Civil Action No. 14-5195 (MAS) (DEA).


United States District Court, D. New Jersey.

Editors Note
Applicable Law: 42 U.S.C. § 1983
Cause: 42 U.S.C. § 1983 Civil Rights Act
Nature of Suit: 440 Civil Rights: Other
Source: PACER

Attorney(s) appearing for the Case

AKINTOYE LAOYE, Plaintiff, Pro Se.


MICHAEL A. SHIPP, District Judge.

This matter comes before the Court on Plaintiff Akintoye Laoye's ("Plaintiff") ex parte application for a temporary restraining order ("TRO"). (ECF No. 15.) Plaintiff seeks an order from the Court requiring Defendant United States of America ("Defendant") to refrain from: (1) "detaining [Plaintiff] without any concrete reasons"; or (2) attempting to remove or relocate Plaintiff during the duration of Plaintiff's pending lawsuit, which alleges violations of the Federal Tort Claims Act ("FTCA"). (TRO Appl. ¶ 2.) The Court has carefully considered Plaintiff's submission and decides the matter without oral argument pursuant to Local Civil Rule 78.1.

"The Supreme Court [has] held that [a] [TRO] should be treated as a preliminary injunction." NutraSweet Co. v. Vit-Mar Enters., Inc., 112 F.3d 689, 693 (3d Cir. 1997). Because the grant of injunctive relief is "an extraordinary remedy[,]" a temporary restraining order "should be granted only in limited circumstances." Kos Pharm., Inc. v. Andrx Corp., 369 F.3d 700, 708 (3d Cir. 2004) (citation omitted). This remedy "should be granted only if `(1) the plaintiff is likely to succeed on the merits; (2) denial will result in irreparable harm to the plaintiff; (3) granting the injunction will not result in irreparable harm to the defendant; and (4) granting the injunction is in the public interest.'" NutraSweet Co. v.
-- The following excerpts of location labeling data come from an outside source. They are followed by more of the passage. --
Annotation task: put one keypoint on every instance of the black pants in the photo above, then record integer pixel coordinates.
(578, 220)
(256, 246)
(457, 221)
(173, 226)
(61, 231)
Vit-Mar Enters., Inc., 176 F.3d 151, 153 (3d Cir. 1999) (quoting Maldonado v. Houstoun, 157 F.3d 179, 184 (3d Cir. 1998)).

The Third Circuit has further instructed that a party seeking a temporary restraining order must meet all four factors, as a movant's "failure to establish any element in its favor renders [this remedy] inappropriate." Id. A movant has the burden of establishing a "clear showing of immediate irreparable injury." Louis v. Bledsoe, 438 F. App'x 129, 130 (3d Cir. 2011) (citing Cont'l Grp., Inc. v. Amoco Chems. Corp., 614 F.2d 351, 359 (3d Cir. 1980)). "Establishing a risk of irreparable harm is not enough." ECRI v. McGraw-Hill, Inc., 809 F.2d 223, 226 (3d Cir. 1987).

Here, Plaintiff fails to establish that the factors weigh in favor of granting a temporary restraining order. Specifically, Plaintiff fails to show immediate irreparable harm. Plaintiff merely claims that "any attempt at this time by [D]efendant[] to retaliate or attempt to remove [P]laintiff would be a gross injustice" because Plaintiff may be able to successfully argue his FTCA claims. (TRO Appl. ¶ 1.) Plaintiff makes no argument as to why the harm is either "immediate" or "irreparable," and only alleges a risk of harm. See ECRI, 809 F.2d at 226. Based upon Plaintiff's submission, the Court finds that Plaintiff has failed to demonstrate that he will suffer immediate irreparable injury absent a temporary restraining order.

Accordingly, for the reasons set forth above, and other good cause shown, IT IS on this 24th day of May 2017, ORDERED that Plaintiff's ex parte TRO application (ECF No. 15) is DENIED.